Mazur’s friend Sakura Bready (sakurabready.com) created this print, depicting a magnified close-up of marijuana, for her thesis collection at Rhode Island School of Design (risd.edu). “When I saw it, I became obsessed,” he enthuses. “I modeled it for her thesis presentation last June and have not given it back since that day.”
All three of these delicate bracelets were gifts from friends. The gold one is engraved with Mazur’s DJ name, Mazurbate, while the middle style features his pal Mark’s name in Arabic. The simple bar version belonged to his buddy’s father.
Mazur purchased the heart-shaped ring featuring his first and last initial at New Top Jewelry (185 Centre St between Canal and Hester Sts, 212-226-8159) as a birthday gift to himself. “It’s become a part of my everyday look,” he notes. His father passed down the tiger’s eye ring—a family heirloom—before he died in 2007.
“NPH symbolizes the values, love and loyalty between me and my closest friends,” explains Mazur of his nameplate necklace from New Top Jewelry. “It’s also the name of my humble penthouse in Chinatown.”
These knockoff Timberland boots are so convincing, Mazur thought they were real when he purchased them on eBay for just $35. He says that knowing they are fake “allows me to get them dirty and feel guilt-free.”
Mazur pairs a tank that Bready spray-painted with his insider motto with Bernhard Willhelm (bernhard-willhelm.com) printed pants. “They are comically serious because they remind me of a beautiful Baroque painting on drugs,” he says. A knit beanie from aNYthing (103 Allen St at Delancey St; 646-476-8105, anewyorkthing.com) caps off the look.

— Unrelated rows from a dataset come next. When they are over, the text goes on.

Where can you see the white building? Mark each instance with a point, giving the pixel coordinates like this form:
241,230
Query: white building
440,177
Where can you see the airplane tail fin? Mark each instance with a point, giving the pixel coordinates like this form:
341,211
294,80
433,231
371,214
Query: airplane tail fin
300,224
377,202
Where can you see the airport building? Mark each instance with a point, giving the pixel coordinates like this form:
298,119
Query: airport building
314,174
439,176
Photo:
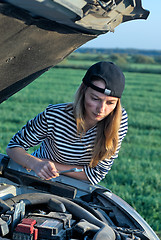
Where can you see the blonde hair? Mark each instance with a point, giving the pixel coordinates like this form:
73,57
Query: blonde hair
106,141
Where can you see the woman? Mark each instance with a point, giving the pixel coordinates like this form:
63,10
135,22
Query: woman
86,134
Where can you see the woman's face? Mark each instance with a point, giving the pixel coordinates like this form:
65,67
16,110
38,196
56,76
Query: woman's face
97,105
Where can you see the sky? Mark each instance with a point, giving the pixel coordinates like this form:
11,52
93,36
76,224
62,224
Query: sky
138,34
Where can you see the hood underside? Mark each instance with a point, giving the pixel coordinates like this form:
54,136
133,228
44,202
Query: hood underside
37,35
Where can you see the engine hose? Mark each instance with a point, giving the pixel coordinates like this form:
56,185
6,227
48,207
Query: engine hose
77,211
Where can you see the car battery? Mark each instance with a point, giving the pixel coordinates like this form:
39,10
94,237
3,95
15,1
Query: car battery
7,191
53,225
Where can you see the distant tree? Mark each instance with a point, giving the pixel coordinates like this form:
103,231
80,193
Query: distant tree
158,59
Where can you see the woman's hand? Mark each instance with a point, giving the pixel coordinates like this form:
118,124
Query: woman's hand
45,169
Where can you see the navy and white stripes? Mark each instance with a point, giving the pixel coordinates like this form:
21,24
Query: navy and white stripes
55,129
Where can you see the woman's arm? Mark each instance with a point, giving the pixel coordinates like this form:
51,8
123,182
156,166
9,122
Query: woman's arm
44,168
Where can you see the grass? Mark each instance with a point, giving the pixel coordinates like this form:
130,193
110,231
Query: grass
135,175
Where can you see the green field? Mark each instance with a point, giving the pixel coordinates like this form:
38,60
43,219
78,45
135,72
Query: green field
135,175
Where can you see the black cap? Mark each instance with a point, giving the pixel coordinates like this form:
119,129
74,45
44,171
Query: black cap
111,74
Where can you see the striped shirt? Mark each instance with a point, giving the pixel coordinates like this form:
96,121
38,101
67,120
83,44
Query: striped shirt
56,130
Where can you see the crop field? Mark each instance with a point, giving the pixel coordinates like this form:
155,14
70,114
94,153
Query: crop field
136,174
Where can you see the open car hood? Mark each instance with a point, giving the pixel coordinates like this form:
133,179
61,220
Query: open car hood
37,35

After longing for it for some time, Mazur finally received this Eddie Borgo (eddieborgo.com) spiked bracelet as a birthday gift.
Since Mazur purchased these Timberland (474 Broadway between Broome and Grand Sts, 646-613-7292 • 28 W 34th St between Fifth and Sixth Aves, 212-564-5921 • timberland.com) shoes at the brand’s store, he can rest assured that they’re the real deal. “It’s unusual to see pink construction boots made for and worn by a boy,” he says.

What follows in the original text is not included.